Thursday, 4 July 2013

US spy chief apologises over 'erroneous' remark

US National Intelligence Director James Clapper has apologised for telling lawmakers the National Security Agency does not collect data from Americans' phone records and Internet use.

1 comment:

Guanyu said...

US spy chief apologises over 'erroneous' remark



WASHINGTON (AFP) - US National Intelligence Director James Clapper has apologised for telling lawmakers the National Security Agency does not collect data from Americans' phone records and Internet use.

Mr Clapper had been asked by Senator Ron Wyden at a March 12 hearing if the NSA had gathered "any type of data at all on millions or hundreds of millions of Americans," and the spy chief replied: "Not wittingly."

Leaks from a former contractor for the NSA, Edward Snowden, in recent weeks have since uncovered a far-reaching "data-mining" programme that scoops up telephone records and some Internet communications of Americans.

The revelations forced the spy chief to correct what he called his "erroneous" testimony before the Senate panel, according to a letter posted online by the Office of the Director of National Intelligence.

In a letter to the chair of the Senate Intelligence Committee, Senator Dianne Feinstein, Mr Clapper said he wanted to "set the record straight" given the "heated controversy" prompted by his remarks.

Mr Clapper wrote that his answer had mistakenly focused on different intelligence gathering activities that allow for spying on the content of communications only under specific guidelines and a judge's approval.

He said "my response was clearly erroneous - for which I apologise." Mr Clapper's staff immediately acknowledged the error to Senator Wyden's aides after the hearing but did not issue a public apology as the data collection programme had remained classified until recently, according to the spy chief.

"I can now openly correct it because the existence of the metadata collection programme has been declassified," he said in the letter, which was dated June 21.

Mr Clapper said he had appeared before Congress dozens of times over his decades-long career and always prepared "rigorously" for hearings. But he said "mistakes will happen, and when I make one, I correct it."

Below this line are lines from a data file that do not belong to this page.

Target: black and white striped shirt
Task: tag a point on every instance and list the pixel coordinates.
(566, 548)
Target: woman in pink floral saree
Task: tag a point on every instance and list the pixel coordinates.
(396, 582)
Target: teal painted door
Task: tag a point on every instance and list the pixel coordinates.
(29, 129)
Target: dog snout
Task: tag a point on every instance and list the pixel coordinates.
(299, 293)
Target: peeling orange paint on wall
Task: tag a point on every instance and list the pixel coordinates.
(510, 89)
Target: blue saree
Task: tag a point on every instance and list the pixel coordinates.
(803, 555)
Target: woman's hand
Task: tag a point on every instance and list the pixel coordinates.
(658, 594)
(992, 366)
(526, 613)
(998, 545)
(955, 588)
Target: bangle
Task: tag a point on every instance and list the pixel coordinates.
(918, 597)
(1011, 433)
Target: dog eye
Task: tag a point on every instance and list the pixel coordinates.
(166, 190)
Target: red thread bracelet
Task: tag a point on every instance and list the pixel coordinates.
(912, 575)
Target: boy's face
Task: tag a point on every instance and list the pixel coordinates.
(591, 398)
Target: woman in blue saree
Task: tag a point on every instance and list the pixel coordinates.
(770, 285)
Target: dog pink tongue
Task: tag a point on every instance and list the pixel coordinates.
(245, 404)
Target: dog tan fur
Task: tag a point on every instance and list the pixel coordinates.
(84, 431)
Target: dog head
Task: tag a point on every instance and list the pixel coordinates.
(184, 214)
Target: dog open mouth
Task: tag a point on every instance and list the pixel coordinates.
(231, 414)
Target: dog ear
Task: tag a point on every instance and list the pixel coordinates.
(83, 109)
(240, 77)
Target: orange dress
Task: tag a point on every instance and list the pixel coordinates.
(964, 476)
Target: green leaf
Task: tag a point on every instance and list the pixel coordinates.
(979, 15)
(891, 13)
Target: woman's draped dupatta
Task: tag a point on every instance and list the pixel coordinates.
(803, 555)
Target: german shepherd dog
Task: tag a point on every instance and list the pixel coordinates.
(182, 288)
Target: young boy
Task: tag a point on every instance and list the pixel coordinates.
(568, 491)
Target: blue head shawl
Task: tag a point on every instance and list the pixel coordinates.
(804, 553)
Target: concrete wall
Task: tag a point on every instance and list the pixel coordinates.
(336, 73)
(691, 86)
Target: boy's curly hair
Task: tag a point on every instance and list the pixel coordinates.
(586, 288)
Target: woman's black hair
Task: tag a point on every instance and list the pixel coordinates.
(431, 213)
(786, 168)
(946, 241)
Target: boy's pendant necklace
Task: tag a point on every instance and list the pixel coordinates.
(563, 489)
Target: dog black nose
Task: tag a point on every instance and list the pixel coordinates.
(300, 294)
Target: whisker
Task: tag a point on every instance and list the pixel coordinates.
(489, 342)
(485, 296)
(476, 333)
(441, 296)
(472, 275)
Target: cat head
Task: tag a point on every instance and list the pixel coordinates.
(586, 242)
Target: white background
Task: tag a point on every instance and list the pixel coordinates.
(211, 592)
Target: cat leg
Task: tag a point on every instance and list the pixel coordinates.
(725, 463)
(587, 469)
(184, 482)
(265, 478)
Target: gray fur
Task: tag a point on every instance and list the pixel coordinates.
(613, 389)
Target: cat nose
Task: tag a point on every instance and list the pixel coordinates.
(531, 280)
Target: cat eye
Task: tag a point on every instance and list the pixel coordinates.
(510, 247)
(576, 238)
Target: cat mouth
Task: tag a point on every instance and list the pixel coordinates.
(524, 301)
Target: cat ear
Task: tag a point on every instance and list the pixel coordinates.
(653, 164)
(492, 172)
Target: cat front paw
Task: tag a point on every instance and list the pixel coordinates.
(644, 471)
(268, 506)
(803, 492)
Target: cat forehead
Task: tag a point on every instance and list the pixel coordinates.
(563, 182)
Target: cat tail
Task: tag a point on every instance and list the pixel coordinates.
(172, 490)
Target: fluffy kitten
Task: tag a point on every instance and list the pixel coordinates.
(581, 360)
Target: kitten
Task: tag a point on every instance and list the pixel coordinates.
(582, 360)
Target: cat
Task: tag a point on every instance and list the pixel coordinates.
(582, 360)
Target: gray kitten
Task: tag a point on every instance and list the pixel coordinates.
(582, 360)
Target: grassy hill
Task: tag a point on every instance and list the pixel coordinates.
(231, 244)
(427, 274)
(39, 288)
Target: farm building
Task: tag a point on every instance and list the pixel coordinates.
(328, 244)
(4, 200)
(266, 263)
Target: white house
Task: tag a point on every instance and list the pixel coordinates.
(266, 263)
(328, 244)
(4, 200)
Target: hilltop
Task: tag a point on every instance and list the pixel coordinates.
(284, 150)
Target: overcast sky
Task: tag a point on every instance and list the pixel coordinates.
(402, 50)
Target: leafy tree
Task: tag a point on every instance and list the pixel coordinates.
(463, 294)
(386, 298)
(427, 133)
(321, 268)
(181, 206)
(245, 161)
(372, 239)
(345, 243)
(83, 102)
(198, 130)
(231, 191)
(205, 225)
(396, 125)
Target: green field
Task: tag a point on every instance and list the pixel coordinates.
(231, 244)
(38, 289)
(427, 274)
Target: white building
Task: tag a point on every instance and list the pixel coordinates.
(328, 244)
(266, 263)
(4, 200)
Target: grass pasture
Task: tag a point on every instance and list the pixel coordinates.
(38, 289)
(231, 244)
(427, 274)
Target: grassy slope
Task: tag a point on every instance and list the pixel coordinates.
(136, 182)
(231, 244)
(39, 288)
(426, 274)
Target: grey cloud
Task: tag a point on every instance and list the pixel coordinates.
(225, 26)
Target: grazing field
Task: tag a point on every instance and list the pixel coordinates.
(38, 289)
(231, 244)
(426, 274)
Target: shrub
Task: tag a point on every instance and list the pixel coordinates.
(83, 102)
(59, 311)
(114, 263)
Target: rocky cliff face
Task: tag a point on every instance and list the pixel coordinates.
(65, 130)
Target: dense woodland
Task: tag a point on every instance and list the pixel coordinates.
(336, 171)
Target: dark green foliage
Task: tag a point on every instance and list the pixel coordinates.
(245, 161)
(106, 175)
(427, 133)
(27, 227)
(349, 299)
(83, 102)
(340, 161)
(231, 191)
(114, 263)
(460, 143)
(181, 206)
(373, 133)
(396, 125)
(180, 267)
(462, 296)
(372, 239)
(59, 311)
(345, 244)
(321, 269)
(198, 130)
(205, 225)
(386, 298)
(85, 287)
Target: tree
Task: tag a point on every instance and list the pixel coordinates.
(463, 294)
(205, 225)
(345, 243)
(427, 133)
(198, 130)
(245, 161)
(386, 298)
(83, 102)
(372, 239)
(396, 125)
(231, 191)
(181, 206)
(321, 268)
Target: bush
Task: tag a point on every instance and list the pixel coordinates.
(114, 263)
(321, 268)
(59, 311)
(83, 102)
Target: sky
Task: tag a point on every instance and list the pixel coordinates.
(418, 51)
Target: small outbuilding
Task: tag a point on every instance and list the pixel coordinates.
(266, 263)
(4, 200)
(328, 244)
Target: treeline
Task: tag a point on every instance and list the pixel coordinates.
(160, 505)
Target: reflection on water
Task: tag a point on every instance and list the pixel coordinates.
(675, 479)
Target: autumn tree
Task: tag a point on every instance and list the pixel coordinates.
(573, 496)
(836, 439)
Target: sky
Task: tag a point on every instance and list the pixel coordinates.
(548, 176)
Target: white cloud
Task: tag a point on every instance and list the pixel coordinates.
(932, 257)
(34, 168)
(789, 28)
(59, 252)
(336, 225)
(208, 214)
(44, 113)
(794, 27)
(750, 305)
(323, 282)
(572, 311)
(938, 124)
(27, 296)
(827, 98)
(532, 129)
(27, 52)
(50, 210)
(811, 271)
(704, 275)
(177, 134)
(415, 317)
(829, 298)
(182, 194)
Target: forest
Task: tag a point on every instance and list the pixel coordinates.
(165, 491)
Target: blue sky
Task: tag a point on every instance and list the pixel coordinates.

At the time of the hearing, Wyden's aides had expressed "serious concern" to Mr Clapper's office over its refusal to publicly correct his "inaccurate" statement, the senator's spokesman Tom Caiazza told AFP.

"Senator Wyden is deeply troubled by a number of misleading statements senior officials have made about domestic surveillance in the past several years," he said.

The senator "will continue pushing for an open and honest debate about programmes and laws that touch on the personal lives of ordinary Americans," he added.

Leaks from the former NSA contractor Snowden confirmed the US government was continuing to collect phone records of Americans, a programme first revealed in 2006.

And Snowden has also disclosed a programme code-named PRISM that allows the government to collect emails, photos and other Internet traffic to track "foreign targets."